UPDATE (6 p.m.) – Hawaii County Civil Defense reports that a lava flow has crossed Kahukai Street in Leilani Estates and is moving east. Fissures 7 and 21 are feeding a lava pond, which produced the flow.
Officials say Mohala Street is no longer accessible due to the flow that has crossed Kahukai Street.
Kaupili Street has not been cut off by the current flow, civil defense says, adding that residents should stay out of the area.
(BIVN) – Here is the latest on the ongoing eruption at the lower East Rift Zone of Kilauea, as well as the volcano summit, courtesy the USGS Hawaiian Volcano Observatory.
Moderate-level eruption of lava continues from multiple points along the active fissure system, scientists say.
USGS scientists wrote at 4:55 p.m. HST:
From Fissure 22 continues to erupt lava that is flowing southeast to the coast where lava is entering the ocean. Fountains at Fissures 6 and 13 feed lava into a channel that also reaches the coast, making a second ocean entry.
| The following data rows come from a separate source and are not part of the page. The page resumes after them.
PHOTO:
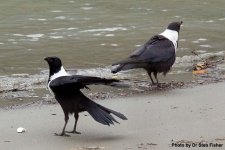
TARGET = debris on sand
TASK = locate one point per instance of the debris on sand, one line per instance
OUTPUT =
(21, 130)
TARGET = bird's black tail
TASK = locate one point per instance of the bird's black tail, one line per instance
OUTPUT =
(100, 113)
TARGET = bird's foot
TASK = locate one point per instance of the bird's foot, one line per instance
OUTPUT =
(62, 134)
(74, 132)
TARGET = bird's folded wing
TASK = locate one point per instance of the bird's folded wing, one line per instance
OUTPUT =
(79, 81)
(157, 49)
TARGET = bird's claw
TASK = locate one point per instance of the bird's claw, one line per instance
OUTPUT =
(62, 134)
(74, 132)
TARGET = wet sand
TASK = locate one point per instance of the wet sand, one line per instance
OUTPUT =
(156, 121)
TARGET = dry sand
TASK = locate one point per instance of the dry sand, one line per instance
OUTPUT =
(156, 121)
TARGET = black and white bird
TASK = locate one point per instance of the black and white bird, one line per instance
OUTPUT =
(157, 55)
(66, 89)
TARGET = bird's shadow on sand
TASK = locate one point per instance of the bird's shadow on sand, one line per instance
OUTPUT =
(92, 137)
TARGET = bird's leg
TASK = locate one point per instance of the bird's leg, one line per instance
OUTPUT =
(155, 75)
(76, 116)
(149, 74)
(63, 131)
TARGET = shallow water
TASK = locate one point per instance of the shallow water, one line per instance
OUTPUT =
(91, 35)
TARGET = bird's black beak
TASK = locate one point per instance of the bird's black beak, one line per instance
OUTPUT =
(47, 59)
(181, 23)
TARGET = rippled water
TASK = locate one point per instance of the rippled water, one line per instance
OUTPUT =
(92, 34)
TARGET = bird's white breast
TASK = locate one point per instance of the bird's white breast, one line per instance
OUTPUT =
(171, 35)
(62, 72)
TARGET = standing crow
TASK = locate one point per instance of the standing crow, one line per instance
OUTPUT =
(157, 55)
(66, 89)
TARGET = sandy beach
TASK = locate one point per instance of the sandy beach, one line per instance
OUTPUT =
(170, 119)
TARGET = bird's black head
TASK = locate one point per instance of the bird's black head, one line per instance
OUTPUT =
(54, 63)
(175, 26)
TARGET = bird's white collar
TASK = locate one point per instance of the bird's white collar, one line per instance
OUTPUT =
(62, 72)
(171, 35)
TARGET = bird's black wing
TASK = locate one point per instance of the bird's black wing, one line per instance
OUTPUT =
(157, 49)
(78, 82)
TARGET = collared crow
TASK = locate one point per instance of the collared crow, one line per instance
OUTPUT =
(157, 55)
(67, 91)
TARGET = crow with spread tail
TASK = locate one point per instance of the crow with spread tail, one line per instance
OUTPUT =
(157, 55)
(66, 89)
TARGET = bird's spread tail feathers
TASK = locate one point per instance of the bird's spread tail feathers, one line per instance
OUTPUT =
(101, 114)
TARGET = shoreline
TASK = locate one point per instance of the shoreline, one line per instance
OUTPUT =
(156, 121)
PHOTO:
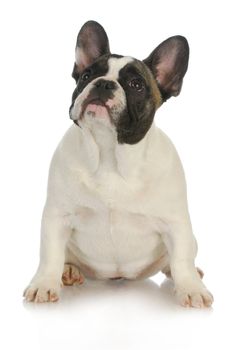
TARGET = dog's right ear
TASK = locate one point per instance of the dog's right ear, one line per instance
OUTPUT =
(92, 42)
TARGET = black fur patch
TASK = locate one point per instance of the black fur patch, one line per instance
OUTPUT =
(137, 118)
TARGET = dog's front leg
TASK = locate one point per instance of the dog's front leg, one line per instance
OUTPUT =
(46, 284)
(182, 249)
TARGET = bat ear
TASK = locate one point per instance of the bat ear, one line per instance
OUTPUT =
(169, 63)
(92, 42)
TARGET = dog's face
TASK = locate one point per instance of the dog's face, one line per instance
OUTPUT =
(120, 92)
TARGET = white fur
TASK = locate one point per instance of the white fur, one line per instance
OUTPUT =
(117, 209)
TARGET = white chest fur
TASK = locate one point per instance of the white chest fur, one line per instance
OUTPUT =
(109, 196)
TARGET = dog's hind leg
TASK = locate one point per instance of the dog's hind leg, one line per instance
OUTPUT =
(71, 274)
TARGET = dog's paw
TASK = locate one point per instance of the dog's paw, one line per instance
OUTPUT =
(72, 275)
(198, 297)
(42, 291)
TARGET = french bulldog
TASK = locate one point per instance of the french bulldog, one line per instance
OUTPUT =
(116, 204)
Fissure 7 and 21 are feeding a lava flow that has advanced northeastward crossing Kahukai St. at about 3:30 pm this afternoon and continuing to the northeast at a slow pace.
Fissure 17 is barely active.
HVO field crews are on site tracking the lava flows and spattering from multiple fissures as conditions allow and reporting information to Hawaii County Civil Defense.
At the summit, scientists say multiple small eruptions of ash occurred over the past day, all ejecting ash to under 10,000 ft above sea level.
One of the largest ash eruptions occurred about 4:17 p.m., sending ash as high as 12,000 feet above sea level. Additional explosions are possible at any time. USGS wrote:
Seismic levels, which abruptly decreased after the recent explosive eruptions, are again slowly increasing. As of 2:30 pm, there have been 90 autolocated earthquakes at the summit in the last 6 hours. Thirteen of these were M>3 in the caldera area. The largest was a magnitude-4.0 located just north of Halema`uma`u crater.
At this time, based on HVO web cameras, a robust plume of gas and steam is billowing out of the Overlook vent and drifting generally southwest.
At any time, activity may again become more explosive, increasing the intensity of ash production and producing ballistic projectiles very near the vent. Communities downwind should be prepared for ashfall as long as this activity continues.